Feb 20th Press Release:

A group of over 20 prisoners at Ohio State Penitentiary (OSP) are refusing food for a second day. The group initially staged a one-day fast in solidarity with the Occupy for Prisoners day of action on Monday, February 20th, and have decided to continue their fast until the warden hears their grievances.

The prisoners demand changes to the practice of price gouging in the commissary and telephone access. Ohio Department of Rehabilitation and Corrections (ODRC) describe the steadily rising prices as "fluctuations" but they only go in one direction, up. Meanwhile, state pay and wages prisoners are able to earn have remained low. This creates an artificial economy where prices are dictated by the administration from the top down and are set to make prison life as onerous as possible. Basic needs like nutritional food and hygiene products are only available at inflated prices through the commissary. Some prisoners describe this situation as modern slavery.

The prisoners are also demanding the prison conform to supreme court-ordered minimum of 5 hours of outdoor recreation time a week. OSP has recently changed its recreation policy, limiting prisoners to 3-4 hours a week instead of the mandated 5 hours of outdoor rec time. This policy change came with recent population shifts at OSP. In January, ODRC moved 110 death row prisoners to Chillicothe Correctional Institution and replaced them with allegedly violent and gang affiliated prisoners. Death row prisoners were allowed to go to rec in groups, the new prisoners are not, so there aren't enough hours in a day for all the prisoners to get their required weekly allotment. These population shifts seem to be part of a plan from ODRC director Gary Mohr to create a class of confinement in Ohio similar to California's SHU (secure handling unit) system, which inspired massive and ongoing hunger strikes across California starting last July.

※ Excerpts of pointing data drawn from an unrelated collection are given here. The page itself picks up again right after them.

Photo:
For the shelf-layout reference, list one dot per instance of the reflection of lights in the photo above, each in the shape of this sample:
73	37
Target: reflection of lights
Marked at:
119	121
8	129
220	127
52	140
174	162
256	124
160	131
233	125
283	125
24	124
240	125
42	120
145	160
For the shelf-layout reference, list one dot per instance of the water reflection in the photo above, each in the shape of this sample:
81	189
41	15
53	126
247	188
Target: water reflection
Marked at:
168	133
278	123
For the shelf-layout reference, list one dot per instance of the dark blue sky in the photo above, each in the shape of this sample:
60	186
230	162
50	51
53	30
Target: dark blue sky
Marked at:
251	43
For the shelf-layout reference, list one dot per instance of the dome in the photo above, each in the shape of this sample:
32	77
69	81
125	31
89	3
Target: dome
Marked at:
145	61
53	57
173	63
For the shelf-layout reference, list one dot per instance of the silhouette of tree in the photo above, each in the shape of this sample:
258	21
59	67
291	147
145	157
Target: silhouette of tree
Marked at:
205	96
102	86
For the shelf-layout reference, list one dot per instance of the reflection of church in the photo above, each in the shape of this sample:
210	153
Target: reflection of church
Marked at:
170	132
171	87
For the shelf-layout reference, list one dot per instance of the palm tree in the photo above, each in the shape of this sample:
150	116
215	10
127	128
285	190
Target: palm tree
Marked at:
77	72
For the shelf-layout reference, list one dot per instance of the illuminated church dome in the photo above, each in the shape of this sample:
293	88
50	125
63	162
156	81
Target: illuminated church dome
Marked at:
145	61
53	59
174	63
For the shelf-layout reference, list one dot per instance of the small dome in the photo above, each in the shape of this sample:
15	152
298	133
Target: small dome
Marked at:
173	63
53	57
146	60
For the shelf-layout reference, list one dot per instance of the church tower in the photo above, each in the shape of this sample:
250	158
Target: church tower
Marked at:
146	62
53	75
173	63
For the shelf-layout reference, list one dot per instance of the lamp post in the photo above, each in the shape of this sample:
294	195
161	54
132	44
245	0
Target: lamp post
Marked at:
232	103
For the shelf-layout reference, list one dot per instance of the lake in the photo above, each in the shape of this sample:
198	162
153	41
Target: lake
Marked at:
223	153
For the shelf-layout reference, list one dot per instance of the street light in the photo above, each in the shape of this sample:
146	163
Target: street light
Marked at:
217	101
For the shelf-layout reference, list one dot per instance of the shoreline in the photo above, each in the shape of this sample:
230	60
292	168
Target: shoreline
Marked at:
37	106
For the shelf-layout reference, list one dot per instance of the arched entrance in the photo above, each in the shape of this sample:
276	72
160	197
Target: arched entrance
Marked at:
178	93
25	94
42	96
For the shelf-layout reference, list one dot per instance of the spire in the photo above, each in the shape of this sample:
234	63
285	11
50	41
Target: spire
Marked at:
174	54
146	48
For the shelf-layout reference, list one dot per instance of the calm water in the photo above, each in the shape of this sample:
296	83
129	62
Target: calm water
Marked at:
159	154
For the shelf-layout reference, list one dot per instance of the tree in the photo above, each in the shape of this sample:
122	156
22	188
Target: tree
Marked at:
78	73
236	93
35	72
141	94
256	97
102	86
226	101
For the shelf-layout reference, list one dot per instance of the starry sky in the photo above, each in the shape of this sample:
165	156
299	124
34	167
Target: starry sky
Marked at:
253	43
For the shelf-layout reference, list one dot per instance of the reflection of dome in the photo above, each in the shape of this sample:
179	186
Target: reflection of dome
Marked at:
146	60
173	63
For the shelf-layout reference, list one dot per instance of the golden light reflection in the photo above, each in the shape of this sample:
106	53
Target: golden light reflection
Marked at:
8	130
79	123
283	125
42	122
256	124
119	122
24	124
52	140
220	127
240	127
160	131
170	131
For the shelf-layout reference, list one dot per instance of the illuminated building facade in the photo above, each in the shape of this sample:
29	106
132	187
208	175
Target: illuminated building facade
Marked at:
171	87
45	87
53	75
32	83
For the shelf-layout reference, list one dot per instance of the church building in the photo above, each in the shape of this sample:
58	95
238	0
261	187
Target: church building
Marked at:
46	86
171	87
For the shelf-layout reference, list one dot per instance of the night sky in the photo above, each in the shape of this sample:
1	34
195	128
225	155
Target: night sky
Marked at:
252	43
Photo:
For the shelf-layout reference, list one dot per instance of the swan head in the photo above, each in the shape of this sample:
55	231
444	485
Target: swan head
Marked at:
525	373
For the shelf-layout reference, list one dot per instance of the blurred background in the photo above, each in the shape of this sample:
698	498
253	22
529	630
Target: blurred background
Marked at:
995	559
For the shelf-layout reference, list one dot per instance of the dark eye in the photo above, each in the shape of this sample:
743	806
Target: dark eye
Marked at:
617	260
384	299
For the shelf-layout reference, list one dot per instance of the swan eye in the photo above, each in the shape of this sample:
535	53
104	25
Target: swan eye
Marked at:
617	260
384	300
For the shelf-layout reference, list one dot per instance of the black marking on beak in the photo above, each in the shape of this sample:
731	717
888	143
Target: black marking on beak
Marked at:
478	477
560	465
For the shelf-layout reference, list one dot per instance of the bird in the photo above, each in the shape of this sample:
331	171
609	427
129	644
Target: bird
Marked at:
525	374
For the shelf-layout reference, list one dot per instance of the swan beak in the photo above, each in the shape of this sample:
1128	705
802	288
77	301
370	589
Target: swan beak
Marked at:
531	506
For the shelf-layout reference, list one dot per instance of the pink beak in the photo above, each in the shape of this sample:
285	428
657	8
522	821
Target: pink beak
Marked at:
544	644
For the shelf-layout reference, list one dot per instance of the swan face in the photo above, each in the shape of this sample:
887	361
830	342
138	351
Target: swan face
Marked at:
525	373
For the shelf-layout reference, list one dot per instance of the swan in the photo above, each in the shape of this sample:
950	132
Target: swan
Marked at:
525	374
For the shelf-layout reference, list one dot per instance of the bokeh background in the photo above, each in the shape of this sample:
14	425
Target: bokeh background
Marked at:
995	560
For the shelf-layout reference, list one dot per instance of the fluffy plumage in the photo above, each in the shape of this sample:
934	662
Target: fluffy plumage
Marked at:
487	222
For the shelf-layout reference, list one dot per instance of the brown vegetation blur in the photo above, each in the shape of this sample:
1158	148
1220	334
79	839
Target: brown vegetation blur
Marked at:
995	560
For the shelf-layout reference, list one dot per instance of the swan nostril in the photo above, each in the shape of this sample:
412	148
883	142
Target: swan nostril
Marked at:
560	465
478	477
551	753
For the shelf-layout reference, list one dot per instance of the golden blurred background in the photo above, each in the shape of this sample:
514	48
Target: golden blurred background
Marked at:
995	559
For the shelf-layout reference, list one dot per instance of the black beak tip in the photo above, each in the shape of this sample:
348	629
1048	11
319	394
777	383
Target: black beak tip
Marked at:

Prisoners are determined to resist these changes from the ODRC, people on the outside can support by writing letters or calling Director Mohr or OSP Warden David Bobby.

Director Gary Mohr
770 West Broad Street
Columbus, Ohio 43222
(614) 752-1159
DRC.publicinfo@odrc.state.oh.us

Warden David Bobby
878 Coitsville-Hubbard Road
Youngstown, Ohio 44505
(330) 743-0700; Fax (330) 743-0841
JoAnn.King@odrc.state.oh.us

Feb 18th press release:

At least 20 prisoners at Ohio State Penitentiary (OSP- Ohio's Super-Max prison) will refuse food on Monday February 20th in Solidarity with the National Occupy for Prisoners Day of Action.

The fast was called by Siddique Abdullah Hasan, a Muslim Imam on death row at OSP for his alleged involvement in the 1993 Lucasville Uprising. In January of 2011 Hasan and other death row prisoners wrongfully convicted in relation to the Lucasville Uprising staged a successful hunger strike, winning their demands for improved conditions and access to legal resources.

Outside supporters in Columbus OH will be staging a demonstration downtown, delivering symbolic letters to politicians and officials involved in maintaining, managing and expanding the prison system in Columbus, in Ohio and across America. They will demand increased state pay and reduced commissary and telephone prices in Ohio prisons. The continuous rise of commissary and telephone prices, while prisoner pay remains the same creates an artificial economy and living conditions akin to modern slavery.